Tumor cell–derived IFN spatially reprograms osteopontin-enriched macrophage niches to promote PARP inhibitor resistance

Poly (ADP-ribose) polymerase inhibitors (PARPis) benefit homologous recombination-deficient (HRD) malignancies, yet resistance remains a major challenge. Leveraging specimens from a prospective neoadjuvant niraparib monotherapy trial in treatment-naive, high-grade serous ovarian cancer, we integrated PhenoCycler-Fusion spatial profiling, scRNA-Seq, and multiplex immunohistochemistry to identify 2 therapeutic-modulated cellular neighborhoods: an IFN+ tumor cell–enriched niche that expands in resistant lesions and a niche enriched in tumor-associated macrophage (TAM) that persists but acquires enhanced immunosuppressive features.
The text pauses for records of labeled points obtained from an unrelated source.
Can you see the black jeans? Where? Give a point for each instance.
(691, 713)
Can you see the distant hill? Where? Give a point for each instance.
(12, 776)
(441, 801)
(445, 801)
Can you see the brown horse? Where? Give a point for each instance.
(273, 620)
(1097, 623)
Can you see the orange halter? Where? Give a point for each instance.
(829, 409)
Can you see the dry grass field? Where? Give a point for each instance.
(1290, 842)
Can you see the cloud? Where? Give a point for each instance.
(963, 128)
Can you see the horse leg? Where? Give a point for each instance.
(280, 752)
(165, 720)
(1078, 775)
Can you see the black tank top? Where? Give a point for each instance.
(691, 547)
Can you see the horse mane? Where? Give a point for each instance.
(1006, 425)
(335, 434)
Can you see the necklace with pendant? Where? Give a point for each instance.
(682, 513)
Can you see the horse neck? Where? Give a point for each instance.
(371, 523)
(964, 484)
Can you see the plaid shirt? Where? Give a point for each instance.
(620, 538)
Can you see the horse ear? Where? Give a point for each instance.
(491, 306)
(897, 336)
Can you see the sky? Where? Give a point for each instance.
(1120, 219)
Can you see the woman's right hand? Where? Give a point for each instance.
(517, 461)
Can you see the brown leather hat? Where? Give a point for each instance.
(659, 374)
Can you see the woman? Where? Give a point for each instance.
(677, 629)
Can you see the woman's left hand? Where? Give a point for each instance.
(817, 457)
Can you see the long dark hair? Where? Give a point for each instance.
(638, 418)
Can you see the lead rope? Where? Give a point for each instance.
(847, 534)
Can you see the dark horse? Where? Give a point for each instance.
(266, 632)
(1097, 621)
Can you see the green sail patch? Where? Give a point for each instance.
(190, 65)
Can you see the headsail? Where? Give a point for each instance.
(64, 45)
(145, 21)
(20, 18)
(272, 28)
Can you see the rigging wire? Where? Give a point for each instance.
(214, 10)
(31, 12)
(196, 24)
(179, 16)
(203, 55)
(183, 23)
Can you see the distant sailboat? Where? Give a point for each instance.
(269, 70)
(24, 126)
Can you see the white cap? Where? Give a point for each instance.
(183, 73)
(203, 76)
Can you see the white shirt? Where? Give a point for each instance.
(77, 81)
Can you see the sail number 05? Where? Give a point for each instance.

Mechanistically, sustained tumor cell–derived IFN induced osteopontin (SPP1) expression in TAMs via STAT signaling, creating immunosuppressive niches enriched in Tregs and myofibroblastic cancer–associated fibroblasts with intensified cell-cell interactions. SPP1 directly suppressed T cell signaling and effector function. High baseline SPP1+ cells predicted lower response rate (30.0% vs. 76.2%; P = 0.021) and shorter progression-free survival (median 13.5 vs. 28.3 months; P = 0.0006). In HRD mouse models, SPP1 blockade restored PARPi sensitivity, reversed acquired resistance, and enhanced T cell cytotoxicity—effects abrogated in immunodeficient mice, confirming immune dependence. These data establish a spatial IFN-SPP1 axis whereby persistent tumor cell IFN reprograms TAMs to promote PARPi resistance, position SPP1 as a key therapeutic target and prognostic biomarker for this therapy, and underscore therapeutic potential of microenvironment-targeted strategies to overcome PARPi resistance.